I recently designed projections for a new musical called Nerds: A Musical Software Satire for the Philadelphia Theatre Company. The show is a lighthearted satirical retelling of the history of the personal computer starring mildly truthful, but mostly fictional, characterizations of Steve Jobs, Bill Gates, Paul Allen, Steve Wozniak, etc. The show featured a 20'×10' rear-projection screen fed by a two-projector Watchout setup. The RP played several roles within the show. Most of the time, it was an animated backdrop, but occasionally, it became a character in the show.
Like many projects I am called into, the projections came about in this show out of necessity. There is a scene where Tom Watson, the 70s-era president of IBM, is grilling Bill Gates about a need for an operating system (DOS) and shows him a slideshow of his life up until that point.

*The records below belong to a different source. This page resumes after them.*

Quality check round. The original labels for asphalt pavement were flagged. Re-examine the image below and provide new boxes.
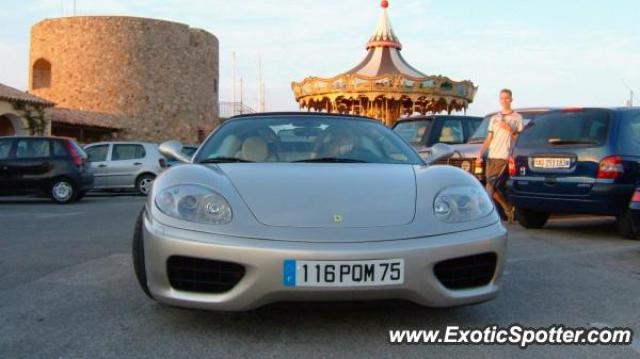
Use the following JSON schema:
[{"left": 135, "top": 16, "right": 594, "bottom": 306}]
[{"left": 0, "top": 194, "right": 640, "bottom": 359}]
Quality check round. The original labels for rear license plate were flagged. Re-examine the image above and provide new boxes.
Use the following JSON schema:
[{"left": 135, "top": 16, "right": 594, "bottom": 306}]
[
  {"left": 533, "top": 157, "right": 571, "bottom": 168},
  {"left": 283, "top": 259, "right": 404, "bottom": 287}
]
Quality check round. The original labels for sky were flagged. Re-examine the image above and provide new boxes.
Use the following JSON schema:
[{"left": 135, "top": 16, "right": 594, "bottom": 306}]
[{"left": 0, "top": 0, "right": 640, "bottom": 115}]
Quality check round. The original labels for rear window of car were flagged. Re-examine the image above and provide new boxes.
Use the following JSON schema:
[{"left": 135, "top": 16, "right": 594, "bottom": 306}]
[
  {"left": 51, "top": 140, "right": 68, "bottom": 157},
  {"left": 0, "top": 138, "right": 13, "bottom": 160},
  {"left": 111, "top": 145, "right": 146, "bottom": 161},
  {"left": 628, "top": 113, "right": 640, "bottom": 143},
  {"left": 393, "top": 120, "right": 431, "bottom": 144},
  {"left": 517, "top": 110, "right": 611, "bottom": 148},
  {"left": 16, "top": 138, "right": 51, "bottom": 158},
  {"left": 86, "top": 145, "right": 109, "bottom": 162}
]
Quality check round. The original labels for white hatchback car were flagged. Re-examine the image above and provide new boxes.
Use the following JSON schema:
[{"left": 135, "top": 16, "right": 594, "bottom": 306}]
[{"left": 84, "top": 142, "right": 167, "bottom": 195}]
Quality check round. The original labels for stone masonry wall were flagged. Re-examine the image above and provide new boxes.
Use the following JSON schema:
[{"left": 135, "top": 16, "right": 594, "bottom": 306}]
[{"left": 29, "top": 16, "right": 219, "bottom": 143}]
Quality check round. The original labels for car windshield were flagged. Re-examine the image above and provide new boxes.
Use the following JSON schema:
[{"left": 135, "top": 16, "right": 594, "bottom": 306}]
[
  {"left": 393, "top": 120, "right": 431, "bottom": 145},
  {"left": 518, "top": 110, "right": 610, "bottom": 148},
  {"left": 194, "top": 115, "right": 423, "bottom": 164}
]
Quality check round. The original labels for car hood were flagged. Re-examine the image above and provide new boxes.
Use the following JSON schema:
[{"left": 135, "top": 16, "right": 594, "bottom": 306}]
[{"left": 219, "top": 163, "right": 416, "bottom": 228}]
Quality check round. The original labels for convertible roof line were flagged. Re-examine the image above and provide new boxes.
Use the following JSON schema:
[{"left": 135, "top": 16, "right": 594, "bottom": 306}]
[{"left": 227, "top": 111, "right": 377, "bottom": 121}]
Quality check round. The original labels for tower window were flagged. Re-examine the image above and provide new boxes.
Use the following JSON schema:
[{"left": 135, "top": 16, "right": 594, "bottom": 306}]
[{"left": 31, "top": 59, "right": 51, "bottom": 90}]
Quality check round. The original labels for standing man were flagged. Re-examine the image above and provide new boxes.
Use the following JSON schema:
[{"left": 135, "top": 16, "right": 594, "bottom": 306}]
[{"left": 476, "top": 89, "right": 524, "bottom": 223}]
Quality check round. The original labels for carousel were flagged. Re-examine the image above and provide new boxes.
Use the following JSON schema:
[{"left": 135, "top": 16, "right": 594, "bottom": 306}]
[{"left": 291, "top": 0, "right": 478, "bottom": 126}]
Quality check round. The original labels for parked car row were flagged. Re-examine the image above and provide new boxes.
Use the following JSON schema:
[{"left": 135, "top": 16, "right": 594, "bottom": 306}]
[
  {"left": 0, "top": 136, "right": 197, "bottom": 203},
  {"left": 394, "top": 108, "right": 640, "bottom": 239}
]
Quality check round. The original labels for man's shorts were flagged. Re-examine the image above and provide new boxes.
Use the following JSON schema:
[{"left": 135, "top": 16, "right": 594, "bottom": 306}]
[{"left": 485, "top": 158, "right": 509, "bottom": 189}]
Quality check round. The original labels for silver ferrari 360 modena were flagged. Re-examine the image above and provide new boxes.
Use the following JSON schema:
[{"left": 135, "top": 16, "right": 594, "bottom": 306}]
[{"left": 133, "top": 113, "right": 507, "bottom": 311}]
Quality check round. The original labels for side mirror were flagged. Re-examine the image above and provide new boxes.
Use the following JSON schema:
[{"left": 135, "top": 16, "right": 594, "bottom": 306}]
[
  {"left": 420, "top": 143, "right": 455, "bottom": 165},
  {"left": 158, "top": 141, "right": 191, "bottom": 163}
]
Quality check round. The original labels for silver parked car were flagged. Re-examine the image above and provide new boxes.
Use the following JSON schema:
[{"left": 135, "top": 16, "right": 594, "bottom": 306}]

As we started thinking about how to integrate this slideshow into the scenery, it became apparent that the budget for scenery was not big enough to also support projections, so we had to rethink. If we integrated more projections into the show, would it save money on scenery? In this case, the answer was unquestionably “yes.”
Once we got past that decision, the world was my oyster in terms of integrating projections into the show. In another cost-saving effort, I also programmed the show. It was during this experience that I learned something very interesting: When you are both the designer and programmer, there is a kind of singular vision that ends up on screen that is much more unique and personal than anything created by even a two- or three-person team. It was exhausting trying to keep up without any assistance, but I think what ended up on the screen was a much better representation of what was in my mind than anything I had designed prior to this.
One of the curses of a big white screen is that, if there are no projections on it, it is just a big, empty white screen. So I would have to keep it filled at all times with some kind of imagery. Thankfully, our ace lighting designer, Mike Baldassari, had a row of lights at the base of the RP screen so he could also light it up in beautiful, solid, bold colors. So in tech, it was decided that we would share the RP screen. Sometimes, it would be a digitally induced vista putting us in a location, while at other times, it would be a more intimate, homegrown, natural color wash.
In this small theatre, with all of these challenges presented to us, we created something extremely personal and creative. Thankfully, we saw these obstacles as hurdles that were meant to be leapt over. The lighting designer and I found a fluid rhythm for designing on the fly, and we were both able to shift our work toward each other — collaboration at its finest.